← All articlesCloud Infrastructure

Building Real-Time Analytics Pipelines with Apache Kafka

A practical guide to building production-grade real-time analytics pipelines with Apache Kafka. Covers architecture patterns, Kafka Streams, ksqlDB,...

T
TechSaaS Team
13 min read

Why Batch Analytics Isn't Enough Anymore

Traditional analytics pipelines run on a schedule. Extract data at midnight, transform it by 3 AM, load it into the warehouse by 6 AM. Business users see yesterday's numbers when they arrive at work.

CodeBuildTestDeployLiveContinuous Integration / Continuous Deployment Pipeline

A typical CI/CD pipeline: code flows through build, test, and deploy stages automatically.

For many use cases, yesterday's numbers are fine. For others, they're useless:

  • Fraud detection: A fraudulent transaction needs to be caught in milliseconds, not discovered in tomorrow's batch report.
  • Real-time pricing: An e-commerce platform adjusting prices based on demand needs current data, not data from 12 hours ago.
  • Operational monitoring: A spike in API errors needs immediate alerting, not a summary in the next morning's dashboard.
  • User experience: A recommendation engine serving stale data loses conversions.

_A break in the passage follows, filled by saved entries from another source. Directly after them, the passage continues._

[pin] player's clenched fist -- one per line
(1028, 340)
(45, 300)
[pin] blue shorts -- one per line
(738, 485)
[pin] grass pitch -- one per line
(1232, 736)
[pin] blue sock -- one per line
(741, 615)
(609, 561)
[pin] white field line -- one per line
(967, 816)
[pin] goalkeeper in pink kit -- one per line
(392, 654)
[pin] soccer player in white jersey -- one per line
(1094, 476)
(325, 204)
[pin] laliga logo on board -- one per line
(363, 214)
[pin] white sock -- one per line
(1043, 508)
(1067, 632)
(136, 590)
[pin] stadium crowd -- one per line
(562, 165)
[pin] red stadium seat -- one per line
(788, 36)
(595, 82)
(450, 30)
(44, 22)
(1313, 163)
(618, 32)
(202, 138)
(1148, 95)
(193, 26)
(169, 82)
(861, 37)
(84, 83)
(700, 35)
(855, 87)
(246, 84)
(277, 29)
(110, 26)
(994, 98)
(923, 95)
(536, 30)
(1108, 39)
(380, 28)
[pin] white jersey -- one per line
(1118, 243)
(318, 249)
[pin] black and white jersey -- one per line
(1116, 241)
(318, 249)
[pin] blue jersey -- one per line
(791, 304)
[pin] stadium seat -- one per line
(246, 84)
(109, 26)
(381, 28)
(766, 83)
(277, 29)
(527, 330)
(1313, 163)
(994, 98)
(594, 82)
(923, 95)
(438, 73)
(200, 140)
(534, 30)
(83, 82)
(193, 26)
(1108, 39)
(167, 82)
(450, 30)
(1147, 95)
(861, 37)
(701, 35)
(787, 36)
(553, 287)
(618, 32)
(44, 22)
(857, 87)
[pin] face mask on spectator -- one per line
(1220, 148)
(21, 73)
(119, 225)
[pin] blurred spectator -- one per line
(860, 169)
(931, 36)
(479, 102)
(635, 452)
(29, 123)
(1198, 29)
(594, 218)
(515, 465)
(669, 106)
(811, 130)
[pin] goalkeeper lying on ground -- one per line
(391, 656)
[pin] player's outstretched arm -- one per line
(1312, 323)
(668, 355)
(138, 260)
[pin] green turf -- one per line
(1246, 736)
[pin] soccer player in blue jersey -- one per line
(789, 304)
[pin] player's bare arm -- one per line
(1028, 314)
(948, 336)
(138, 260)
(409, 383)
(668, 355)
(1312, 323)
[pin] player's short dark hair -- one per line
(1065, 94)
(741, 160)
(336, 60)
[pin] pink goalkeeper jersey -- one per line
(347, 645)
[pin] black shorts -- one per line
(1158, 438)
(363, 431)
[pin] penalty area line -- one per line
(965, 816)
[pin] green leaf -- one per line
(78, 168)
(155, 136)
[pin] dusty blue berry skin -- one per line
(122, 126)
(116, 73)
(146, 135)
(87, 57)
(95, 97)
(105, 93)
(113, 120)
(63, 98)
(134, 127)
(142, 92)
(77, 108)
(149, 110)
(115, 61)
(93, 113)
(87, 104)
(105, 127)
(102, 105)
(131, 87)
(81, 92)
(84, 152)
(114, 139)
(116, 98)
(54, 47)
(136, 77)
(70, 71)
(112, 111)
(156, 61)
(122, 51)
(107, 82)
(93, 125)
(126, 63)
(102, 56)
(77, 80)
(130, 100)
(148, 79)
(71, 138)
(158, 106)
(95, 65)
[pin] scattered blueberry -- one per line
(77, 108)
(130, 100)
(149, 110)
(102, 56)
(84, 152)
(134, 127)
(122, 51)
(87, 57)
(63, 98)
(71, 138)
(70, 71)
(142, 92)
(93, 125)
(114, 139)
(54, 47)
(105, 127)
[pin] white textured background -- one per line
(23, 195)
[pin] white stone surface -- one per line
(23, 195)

Apache Kafka is the backbone of real-time analytics pipelines at companies like LinkedIn, Netflix, Uber, and Airbnb. It handles trillions of messages per day across the industry. Here's how to build a production-grade real-time analytics pipeline with it.

Architecture Overview

A Kafka-based real-time analytics pipeline has four layers:

┌──────────────────────────────────────────────────────────┐
│                    Data Sources                           │
│  Web Events │ Mobile App │ IoT Sensors │ Database CDC     │
└──────────────┬───────────┬─────────────┬────────────────┘
               │           │             │
               ▼           ▼             ▼
┌──────────────────────────────────────────────────────────┐
│                  Apache Kafka Cluster                      │
│  ┌──────────┐  ┌──────────┐  ┌──────────┐                │
│  │ Topic:   │  │ Topic:   │  │ Topic:   │                │
│  │ events   │  │ orders   │  │ sensors  │                │
│  └──────────┘  └──────────┘  └──────────┘                │
└──────────────┬───────────┬─────────────┬────────────────┘
               │           │             │
               ▼           ▼             ▼
┌──────────────────────────────────────────────────────────┐
│              Stream Processing Layer                      │
│  Kafka Streams │ ksqlDB │ Flink │ Custom Consumers        │
└──────────────┬───────────┬─────────────┬────────────────┘
               │           │             │
               ▼           ▼             ▼
┌──────────────────────────────────────────────────────────┐
│                   Sink / Serving Layer                     │
│  PostgreSQL │ ClickHouse │ Elasticsearch │ Redis │ S3     │
└──────────────────────────────────────────────────────────┘

Setting Up Kafka

Docker Compose for Development

services:
  kafka:
    image: apache/kafka:3.7.0
    ports:
      - "9092:9092"
    environment:
      KAFKA_NODE_ID: 1
      KAFKA_PROCESS_ROLES: broker,controller
      KAFKA_LISTENERS: PLAINTEXT://0.0.0.0:9092,CONTROLLER://0.0.0.0:9093
      KAFKA_ADVERTISED_LISTENERS: PLAINTEXT://localhost:9092
      KAFKA_CONTROLLER_QUORUM_VOTERS: 1@localhost:9093
      KAFKA_CONTROLLER_LISTENER_NAMES: CONTROLLER
      KAFKA_LISTENER_SECURITY_PROTOCOL_MAP: CONTROLLER:PLAINTEXT,PLAINTEXT:PLAINTEXT
      KAFKA_LOG_DIRS: /tmp/kraft-combined-logs
      CLUSTER_ID: MkU3OEVBNTcwNTJENDM2Qk
    volumes:
      - kafka-data:/tmp/kraft-combined-logs

  kafka-ui:
    image: provectuslabs/kafka-ui:latest
    ports:
      - "8080:8080"
    environment:
      KAFKA_CLUSTERS_0_NAME: local
      KAFKA_CLUSTERS_0_BOOTSTRAPSERVERS: kafka:9092
    depends_on:
      - kafka

volumes:
  kafka-data:

This uses KRaft mode (no ZooKeeper dependency) — the default since Kafka 3.3.

Creating Topics

# Create topics with appropriate partitioning
kafka-topics.sh --bootstrap-server localhost:9092 --create \
  --topic page-views \
  --partitions 12 \
  --replication-factor 1 \
  --config retention.ms=604800000 \
  --config cleanup.policy=delete

kafka-topics.sh --bootstrap-server localhost:9092 --create \
  --topic order-events \
  --partitions 6 \
  --replication-factor 1 \
  --config retention.ms=-1 \
  --config cleanup.policy=compact

Get more insights on Cloud Infrastructure

Join 2,000+ engineers who get our weekly deep-dives. No spam, unsubscribe anytime.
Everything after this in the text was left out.